<![CDATA[I imagine that the one thing that most of us really enjoy about Christmas is the sense of nostalgia and tradition that it has come to represent in our lives. We choose to spend time with family, and we take part in activities that help us to get into “the Christmas spirit.” You know, eggnog, tinsel, mistletoe… all that good stuff.
In the big picture, however, it seems like all the focus on Christmas tradition is a little bit… well… misplaced. Not that traditions aren’t important — they’re great. They’re one of the things that help to hold families together. But in light of all the events that precipitated the first Christmas, our collective focus on the traditional seems, to me at least, a little bit absurd.
Because Christmas, fundamentally, is about unexpected change.
Let’s face it — if some teenage girl suddenly showed up pregnant and tried to convince the people around her that The Holy Spirit was the father of the child… my guess is, most of us wouldn’t just go on with our regular business. We’d be peppering her with invasive questions. Some of us would try to psychoanalyze her. Or try to book her for an appearance on Jerry Springer.
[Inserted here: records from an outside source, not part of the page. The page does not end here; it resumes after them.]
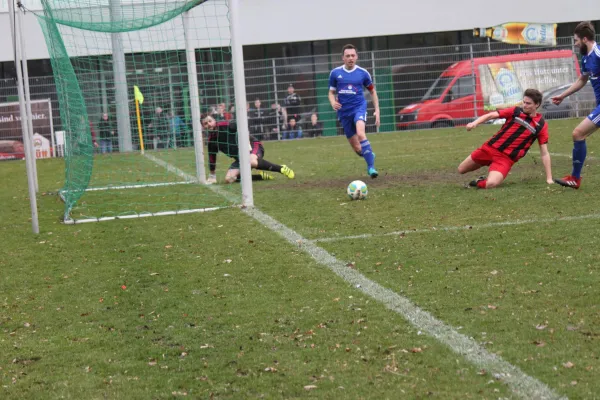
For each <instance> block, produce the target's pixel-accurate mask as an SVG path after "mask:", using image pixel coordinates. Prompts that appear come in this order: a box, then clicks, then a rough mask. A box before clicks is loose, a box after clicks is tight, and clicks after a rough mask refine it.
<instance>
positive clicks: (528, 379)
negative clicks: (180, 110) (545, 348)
mask: <svg viewBox="0 0 600 400" xmlns="http://www.w3.org/2000/svg"><path fill="white" fill-rule="evenodd" d="M149 158H150V157H149ZM150 159H151V160H153V161H155V162H158V161H162V160H158V159H156V158H154V157H151V158H150ZM159 164H160V165H163V166H167V165H168V163H165V162H164V161H162V162H160V163H159ZM165 164H167V165H165ZM169 170H170V171H172V172H174V173H176V174H178V175H180V176H182V177H183V176H184V175H185V176H190V175H189V174H187V173H185V172H184V171H182V170H180V169H179V168H176V167H173V166H170V168H169ZM207 187H209V188H210V189H212V190H214V191H215V192H216V193H219V194H221V192H224V194H225V195H227V199H230V198H231V194H230V193H227V192H225V191H224V190H223V189H221V188H219V187H218V186H215V185H208V186H207ZM242 211H243V212H244V213H246V214H247V215H249V216H251V217H252V218H254V219H255V220H256V221H258V222H259V223H260V224H262V225H263V226H265V227H266V228H269V229H270V230H272V231H273V232H275V233H277V234H279V235H280V236H281V237H283V238H284V239H285V240H287V241H288V242H289V243H290V244H292V245H294V246H296V247H298V248H299V249H300V250H302V251H303V252H305V253H307V254H308V255H310V256H311V257H312V258H313V259H314V260H315V261H316V262H318V263H319V264H321V265H323V266H325V267H327V268H328V269H329V270H331V271H332V272H333V273H335V274H336V275H337V276H339V277H340V278H342V279H343V280H345V281H346V282H348V283H349V284H351V285H352V286H353V287H354V288H356V289H357V290H360V291H361V292H363V293H364V294H366V295H367V296H370V297H371V298H373V299H375V300H377V301H378V302H380V303H382V304H383V305H385V306H386V307H387V308H388V309H390V310H392V311H394V312H395V313H397V314H399V315H401V316H402V317H403V318H404V319H406V320H407V321H408V322H409V323H410V324H412V325H413V326H414V327H415V328H417V329H418V330H420V331H422V332H425V333H427V334H428V335H430V336H432V337H433V338H435V339H437V340H438V341H439V342H441V343H443V344H445V345H446V346H448V347H449V348H450V349H451V350H452V351H454V352H455V353H457V354H459V355H461V356H462V357H464V358H465V359H466V360H467V361H469V362H470V363H472V364H473V365H475V366H477V367H478V368H481V369H485V370H486V371H488V372H490V374H492V376H495V377H498V378H499V379H501V380H502V381H503V382H504V383H505V384H507V385H508V386H509V388H510V389H511V390H512V391H513V393H514V394H515V395H517V396H519V397H520V398H523V399H528V400H529V399H540V400H541V399H566V397H561V396H560V395H559V394H558V393H556V392H555V391H554V390H553V389H551V388H550V387H548V386H547V385H546V384H544V383H543V382H541V381H539V380H537V379H535V378H533V377H531V376H529V375H527V374H525V373H524V372H523V371H521V369H520V368H518V367H516V366H514V365H512V364H510V363H509V362H507V361H505V360H504V359H502V357H500V356H498V355H496V354H493V353H490V352H488V351H487V350H486V349H485V348H484V347H483V346H481V345H480V344H478V343H477V342H476V341H475V340H474V339H472V338H469V337H468V336H465V335H463V334H461V333H458V332H457V331H456V330H455V329H454V328H453V327H452V326H449V325H446V324H444V323H443V322H442V321H440V320H438V319H436V318H435V317H434V316H433V315H431V314H430V313H428V312H427V311H424V310H422V309H421V308H419V307H417V306H416V305H414V304H413V303H412V302H411V301H410V300H409V299H408V298H406V297H404V296H401V295H399V294H397V293H395V292H393V291H391V290H390V289H387V288H385V287H383V286H381V285H379V284H378V283H375V282H373V281H372V280H370V279H368V278H367V277H365V276H364V275H362V274H361V273H360V272H358V271H357V270H355V269H352V268H348V267H347V266H346V264H345V263H344V262H343V261H340V260H338V259H337V258H335V257H334V256H332V255H331V254H330V253H329V252H327V251H326V250H324V249H323V248H321V247H319V246H317V245H315V244H314V243H311V242H310V241H308V240H306V239H305V238H304V237H302V236H300V234H299V233H297V232H296V231H293V230H292V229H290V228H288V227H287V226H285V225H283V224H282V223H280V222H279V221H277V220H275V219H273V218H272V217H271V216H269V215H267V214H265V213H263V212H262V211H260V210H258V209H256V208H242Z"/></svg>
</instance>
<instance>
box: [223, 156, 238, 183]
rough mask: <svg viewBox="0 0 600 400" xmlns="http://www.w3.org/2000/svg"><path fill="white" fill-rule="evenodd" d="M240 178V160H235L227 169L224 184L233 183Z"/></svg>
mask: <svg viewBox="0 0 600 400" xmlns="http://www.w3.org/2000/svg"><path fill="white" fill-rule="evenodd" d="M239 176H240V159H239V158H236V159H235V161H234V162H232V163H231V165H230V166H229V169H228V170H227V174H226V175H225V182H226V183H234V182H235V181H237V179H238V177H239Z"/></svg>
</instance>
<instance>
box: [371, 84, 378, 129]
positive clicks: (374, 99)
mask: <svg viewBox="0 0 600 400" xmlns="http://www.w3.org/2000/svg"><path fill="white" fill-rule="evenodd" d="M369 92H370V93H371V100H372V101H373V107H375V112H374V113H373V115H374V116H375V125H377V126H379V124H380V123H381V121H380V117H379V115H380V114H379V97H378V96H377V90H375V87H374V86H373V85H371V89H369Z"/></svg>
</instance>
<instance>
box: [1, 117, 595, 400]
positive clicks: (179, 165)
mask: <svg viewBox="0 0 600 400" xmlns="http://www.w3.org/2000/svg"><path fill="white" fill-rule="evenodd" d="M574 124H575V121H561V122H552V123H551V125H550V138H551V141H550V144H549V148H550V150H551V152H553V153H559V154H569V153H570V149H571V141H570V132H571V130H572V127H573V126H574ZM495 128H497V126H485V127H480V128H478V130H477V131H475V132H470V133H467V132H465V131H464V130H462V129H446V130H435V131H422V132H404V133H395V134H382V135H373V136H371V138H370V139H371V142H372V144H373V148H374V150H375V152H376V154H377V166H378V169H379V170H380V172H381V173H382V176H381V177H380V178H378V179H377V180H370V179H369V180H367V179H366V178H365V167H364V162H363V161H362V160H361V159H359V158H358V157H356V155H354V153H353V152H352V151H351V149H350V147H349V146H348V144H347V143H346V141H345V139H344V138H320V139H315V140H304V141H289V142H281V143H267V144H266V145H265V147H266V156H265V158H267V159H268V160H270V161H273V162H280V163H286V164H287V165H289V166H290V167H292V168H293V169H294V170H295V172H296V175H297V179H296V180H295V181H289V180H287V179H285V178H283V177H280V176H277V177H276V178H277V179H276V180H274V181H269V182H258V183H257V182H255V184H254V189H255V202H256V204H257V205H258V206H259V208H260V209H261V210H262V211H264V212H266V213H267V214H269V215H271V216H273V217H274V218H275V219H277V220H278V221H280V222H282V223H284V224H285V225H287V226H288V227H290V228H292V229H294V230H296V231H297V232H299V233H300V234H302V235H303V236H305V237H307V238H309V239H317V238H330V237H337V238H338V239H339V240H336V241H332V242H323V243H320V244H319V245H320V246H322V247H323V248H325V249H326V250H328V251H329V252H330V253H332V254H334V255H335V256H336V257H338V258H339V259H341V260H343V261H345V262H353V263H355V268H356V269H357V270H359V271H360V272H361V273H362V274H364V275H365V276H367V277H368V278H369V279H371V280H374V281H376V282H378V283H379V284H381V285H382V286H385V287H387V288H389V289H391V290H393V291H395V292H397V293H400V294H402V295H404V296H407V297H408V298H410V299H411V300H413V301H414V302H415V303H416V304H417V305H418V306H419V307H421V308H423V309H424V310H427V311H429V312H430V313H432V314H433V315H434V316H435V317H437V318H439V319H440V320H442V321H444V322H445V323H447V324H449V325H452V326H454V327H455V328H456V329H458V330H459V332H461V333H463V334H465V335H467V336H471V337H473V338H474V339H475V340H476V341H478V342H480V343H482V344H483V345H484V346H485V347H486V348H487V349H488V351H490V352H492V353H497V354H499V355H501V356H502V357H503V358H504V359H505V360H506V361H508V362H510V363H511V364H513V365H516V366H518V367H519V368H521V369H522V370H523V371H524V372H525V373H526V374H528V375H530V376H533V377H535V378H537V379H539V380H541V381H542V382H544V383H546V384H547V385H548V386H550V387H551V388H553V389H554V390H556V391H557V392H558V393H560V394H563V395H565V396H568V397H570V398H594V396H596V393H598V392H600V382H599V381H598V379H597V374H598V370H600V361H599V360H600V351H598V344H599V342H598V341H599V340H600V304H599V300H598V299H599V298H600V297H599V296H598V295H599V289H598V288H599V287H600V277H599V276H598V275H599V274H600V270H599V269H598V265H599V264H600V252H599V250H598V248H600V246H599V244H600V243H599V242H600V240H599V239H598V237H597V236H596V232H597V225H598V223H599V219H598V218H595V217H594V218H589V219H578V220H562V221H553V222H549V221H551V220H552V219H556V218H560V217H577V216H581V215H596V214H598V211H597V210H598V205H599V204H598V200H596V199H597V198H598V194H600V189H598V188H599V187H600V176H599V174H598V171H597V170H598V165H599V161H598V160H597V159H595V158H594V156H595V155H594V150H595V141H594V139H595V138H592V139H591V140H590V141H589V144H588V146H589V156H590V158H589V159H588V161H587V163H586V164H587V165H586V167H585V169H584V176H585V179H584V184H583V186H582V188H581V189H580V190H579V191H574V190H570V189H563V188H560V187H557V186H554V185H547V184H546V183H545V179H544V174H543V168H542V166H541V162H540V160H539V156H538V155H536V154H531V155H528V156H527V157H526V158H524V159H523V160H522V161H521V162H519V163H518V164H517V165H516V167H515V168H514V170H513V173H512V174H511V175H510V176H509V178H508V179H507V181H506V183H505V184H504V185H503V186H502V187H500V188H498V189H495V190H492V191H477V190H465V189H463V188H462V185H463V184H464V182H466V181H468V180H470V179H472V178H473V177H475V176H478V175H477V174H476V173H473V174H471V175H469V176H459V175H458V174H457V173H456V172H455V171H456V167H457V165H458V164H459V163H460V162H461V161H462V160H463V159H464V158H465V157H466V156H467V155H468V154H469V152H470V151H472V150H473V149H475V148H476V147H478V146H479V145H480V144H481V143H482V142H483V141H484V140H485V139H486V138H487V137H489V136H490V135H491V134H492V133H493V131H494V129H495ZM534 150H535V149H534ZM532 153H533V151H532ZM160 156H161V157H163V159H165V160H166V161H168V162H169V163H171V164H173V165H176V166H177V167H178V168H180V169H182V170H184V171H185V172H187V173H190V174H193V173H194V168H193V166H191V165H192V164H191V162H190V161H189V160H191V156H192V154H191V152H189V151H187V152H186V151H181V152H179V153H164V154H161V155H160ZM117 158H118V157H112V158H111V159H117ZM102 162H104V164H105V165H106V166H107V168H108V167H109V166H111V165H113V163H112V161H110V160H109V158H106V159H103V160H102ZM121 164H122V162H121ZM219 164H220V166H221V167H222V168H225V167H226V166H227V165H228V160H226V158H225V157H221V158H220V160H219ZM38 167H39V177H40V189H41V192H42V193H48V192H54V191H56V189H58V188H60V187H61V185H62V179H63V176H64V174H63V172H62V168H63V167H62V165H61V162H60V160H44V161H40V162H39V163H38ZM146 167H147V168H146ZM146 167H144V168H145V169H148V170H152V171H156V173H157V174H159V175H160V174H162V173H164V171H158V170H155V169H154V167H153V166H146ZM108 169H110V168H108ZM105 170H107V169H106V168H105ZM553 170H554V173H555V175H556V176H560V175H562V174H564V173H567V172H568V171H569V170H570V160H569V158H568V157H558V156H555V157H553ZM223 171H224V170H223V169H222V170H221V172H220V177H221V178H222V175H223ZM106 176H108V175H106ZM0 178H1V179H2V182H4V184H5V187H8V188H10V190H4V191H3V192H1V193H0V199H2V204H3V205H4V207H3V208H2V210H1V211H0V221H1V222H0V224H1V225H0V240H1V241H2V247H1V248H0V271H2V278H1V280H0V292H2V299H1V300H0V354H1V356H0V385H1V387H0V396H1V397H2V398H11V399H21V398H22V399H37V398H60V397H64V398H73V399H78V398H82V397H84V396H85V397H87V398H92V399H96V398H106V397H108V398H122V399H147V398H172V397H179V396H183V395H184V394H187V396H188V397H191V398H209V397H213V398H262V397H266V398H331V399H338V398H357V399H359V398H377V399H379V398H425V397H427V398H429V397H432V398H440V399H447V398H477V399H479V398H489V399H495V398H503V397H512V396H513V394H512V393H511V392H510V390H509V389H508V388H507V387H506V386H505V385H503V384H502V382H501V381H498V380H495V379H494V378H493V377H492V376H490V374H489V373H487V372H486V371H479V370H478V369H477V368H475V367H474V366H472V365H470V364H468V363H467V362H466V361H465V360H464V359H462V358H461V357H460V356H457V355H456V354H454V353H452V352H451V351H450V350H449V349H447V348H446V347H445V346H443V345H441V344H439V343H438V342H436V341H435V340H434V339H432V338H430V337H428V336H425V335H420V334H419V332H418V330H417V329H415V328H414V327H412V326H411V325H409V324H408V323H407V322H406V321H404V320H403V319H402V318H401V317H400V316H399V315H397V314H394V313H393V312H391V311H389V310H387V309H386V308H385V307H384V306H382V305H380V304H378V303H377V302H376V301H375V300H373V299H370V298H368V297H365V296H364V295H363V294H362V293H360V292H358V291H356V290H354V289H353V288H351V287H348V285H347V284H346V283H345V282H344V281H342V280H341V279H340V278H338V277H336V276H335V275H333V274H332V273H331V272H330V271H329V270H327V269H325V268H324V267H321V266H319V265H318V264H317V263H316V262H315V261H314V260H312V259H311V258H310V257H309V256H307V255H306V254H304V253H302V252H301V251H300V250H299V249H298V248H296V247H293V246H291V245H289V244H287V242H285V241H284V240H283V239H281V238H279V237H278V236H277V235H276V234H274V233H273V232H271V231H269V230H268V229H266V228H264V227H262V226H261V225H259V224H258V223H257V222H256V221H254V220H252V219H250V218H249V217H248V216H246V215H244V214H243V213H241V212H240V211H239V210H237V209H227V210H221V211H217V212H212V213H205V214H195V215H185V216H176V217H156V218H148V219H138V220H129V221H113V222H104V223H95V224H82V225H76V226H65V225H62V224H60V223H59V222H58V218H59V217H60V216H61V215H62V212H63V210H62V203H61V202H60V201H59V200H58V199H57V198H56V196H53V195H40V196H39V197H38V201H39V209H40V224H41V228H42V232H41V234H40V235H39V236H34V235H32V234H31V233H30V225H29V222H28V220H27V218H28V217H27V215H28V211H29V210H28V206H29V203H28V199H27V187H26V180H25V171H24V163H22V162H21V163H20V162H7V163H2V164H0ZM176 178H177V177H176V176H171V178H170V179H176ZM95 179H98V180H102V179H103V178H102V175H100V176H99V177H97V178H95ZM354 179H363V180H365V181H366V183H367V184H368V185H369V191H370V196H369V199H368V200H366V201H360V202H359V201H357V202H351V201H348V199H347V197H346V195H345V187H346V185H347V184H348V183H349V182H350V181H352V180H354ZM105 180H106V179H105ZM108 180H110V179H108ZM194 186H195V185H192V186H190V185H178V186H176V187H175V186H174V187H172V190H171V191H170V193H171V194H170V195H172V196H176V197H175V198H177V200H176V201H174V202H173V203H169V201H168V200H164V199H163V198H164V197H165V196H167V194H166V193H165V192H164V190H165V188H153V189H145V190H149V191H150V192H143V191H141V190H135V191H133V192H132V193H128V194H126V196H127V201H125V202H122V201H121V200H119V199H118V198H117V199H116V198H115V197H113V196H115V192H112V193H111V192H110V191H107V192H95V193H93V194H90V193H88V194H86V195H85V196H84V197H83V198H82V200H84V201H87V202H88V204H96V205H98V207H100V208H101V207H104V209H106V210H108V209H114V207H116V206H119V205H120V204H125V205H128V206H130V207H131V205H133V204H135V203H139V204H142V203H147V204H150V205H154V206H155V207H159V206H157V205H156V204H157V203H160V202H162V205H160V207H162V208H163V209H164V208H165V207H168V206H170V205H172V206H174V207H178V206H179V205H180V204H186V201H188V202H189V203H190V204H192V203H198V202H202V201H203V200H202V195H203V194H202V193H203V192H202V190H205V189H202V188H195V187H194ZM229 190H231V191H232V192H235V191H238V192H239V187H238V186H233V187H231V188H230V189H229ZM149 193H151V194H152V195H155V197H152V195H150V196H149ZM177 196H178V197H177ZM195 197H197V198H195ZM157 200H160V201H157ZM213 200H214V201H217V199H216V198H215V199H213ZM213 200H211V201H213ZM219 201H221V202H222V201H223V200H222V199H221V200H219ZM103 205H104V206H103ZM106 205H109V206H106ZM125 209H126V208H125ZM113 211H114V210H113ZM518 220H531V221H532V222H529V223H524V224H521V225H507V226H487V227H485V226H482V225H486V224H489V223H493V222H503V221H518ZM535 221H542V222H535ZM465 225H470V226H472V227H473V228H472V229H458V230H450V231H445V230H441V228H444V227H463V226H465ZM434 228H435V229H434ZM414 229H417V230H419V231H418V232H414V233H407V234H405V235H400V234H397V235H391V236H389V235H388V236H385V234H386V233H390V232H396V231H410V230H414ZM362 234H370V235H374V236H372V237H369V238H360V239H343V237H344V236H348V235H362ZM569 363H571V364H572V365H571V364H569ZM307 386H308V387H309V388H308V389H305V387H307ZM310 386H316V388H313V389H310Z"/></svg>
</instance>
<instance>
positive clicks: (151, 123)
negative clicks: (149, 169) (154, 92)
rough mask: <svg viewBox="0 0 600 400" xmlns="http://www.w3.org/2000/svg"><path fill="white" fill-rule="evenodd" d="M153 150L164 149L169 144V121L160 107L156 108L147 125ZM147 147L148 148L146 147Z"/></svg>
mask: <svg viewBox="0 0 600 400" xmlns="http://www.w3.org/2000/svg"><path fill="white" fill-rule="evenodd" d="M148 128H149V129H150V133H151V135H152V139H153V142H154V148H155V149H164V148H166V147H168V144H169V120H168V118H167V117H166V116H165V114H164V113H163V110H162V108H161V107H156V109H155V110H154V116H153V117H152V122H151V123H150V125H148ZM148 147H149V146H148Z"/></svg>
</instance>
Plus, the whole idea of God coming down here, where we are… well, without any divine revelation, the whole thing seems kind of ridiculous. Why would he want to do that? Does God know how ugly it gets down here? With the pollution and the hostility and the road rage from people who can’t drive in the snow?
It’s crazy down here, God. Are you sure you know what you’re doing?
See, that’s what I think God loves to do the most. He loves to dote over his children, and just when they think they’ve got Him figured out — booyah — He goes the other way. He pulls something out that’s totally unexpected.
And it makes history.
And even though we’ve all heard the facts about the Christmas story a thousand times over, I think we miss the collective whoa factor of it all, because we have the benefit of centuries’ worth of perspective and commentary. But if something that crazy happened today, I don’t think it would just be business as usual.
The only comparison I can think of is what happened a few years ago at a Dairy Queen in Coppell, Texas. Customers at this normally sleepy location were lined up around the block to get in, because manager Parrish Chapman had a new trainee that day — internet billionaire Mark Cuban, the owner of the NBA’s Dallas Mavericks.
A few weeks earlier, Cuban had criticized then-head of NBA officiating Ed Rush because he felt his team was being unfairly penalized and Rush’s office wasn’t listening to his repeated complaints. During a postgame interview with local media, Cuban, fuming as usual, said that Ed Rush couldn’t manage a Dairy Queen. Naturally, the good folks at DQ heard about it, and challenged him publicly. Basically, their attitude was, if managing a DQ is so easy, why don’t YOU give it a try?
So he did.
And this, in my opinion, is — pardon the cliche — what Christmas is all about. The inexplicable madness of someone with all of the money, status and clout of Mark Cuban, taking the time to learn how to work the ‘Blizzard’ machine and make dip cones. An unexpected, almost random act that demonstrates an underlying passion. In this case, it was Cuban’s passion for publicity more than anything else. But with God, it’s a passion for His people, a desire to show us how to live this life the way He intended.
Now don’t take this and run too far with it.
If anyone asks you, “So, what did Jelani have to say in his Christmas column?” and your answer is “he says Mark Cuban is God,” then you’ve missed the point entirely.
My point is that part of the (*ahem*) magic of the season comes from the fact that God is continually at work in the earth in ways that defy our imagination and expectation.
Yes, God is a righteous God, yes, he wants us to be law-abiding, moral people… blah blah blah. You can hear that message at a lot of churches this time of year. What I’m saying is that He’s not just the Great Hall Monitor in the Sky, boring us to death with a bunch of rules and regulations and restrictions on all the really fun stuff.
On the contrary, God is alive and well, and His level of creativity and omnipotence is second to none. And sometimes his plans consist of the most incomprehensible combinations of phenomena.
I mean, I can just imagine the Father, in his divine conference room, drawing up his plans on the heavenly whiteboard while Jesus and the Holy Spirit ask clarifying questions.
“So, we’re gonna send Jesus to earth, and he’s gonna live the life, okay, I get all that, but okay, where is he gonna start?”
“Well, actually Bethlehem. And then, you know, later on, Nazareth.”
“Hmm… you’re sure about this now?”
“Yep. Trust me, Jesus, it’s gonna be great.“
“So who are gonna be the parents?”
“Mary and… well, technically, I guess Joseph, too.”
“Well, yeah. I mean, he’s gonna raise you up, show you how to tie your sandals, you know, all that.”
“But he’s not actually going to…”
“So how is she gonna get pregnant?”
“Funny you should ask…”
I’m having fun with this, of course, but don’t let my propensity for imaginary dialogue distract you from the Truth.
Christmas is about God interacting with our world, and the eternal hilarity that ensues as a result. So as you continue in your holiday cheer, keep that in mind. Don’t be rattled by the inevitable surprises He will put in your path. Just trust Him and enjoy the ride.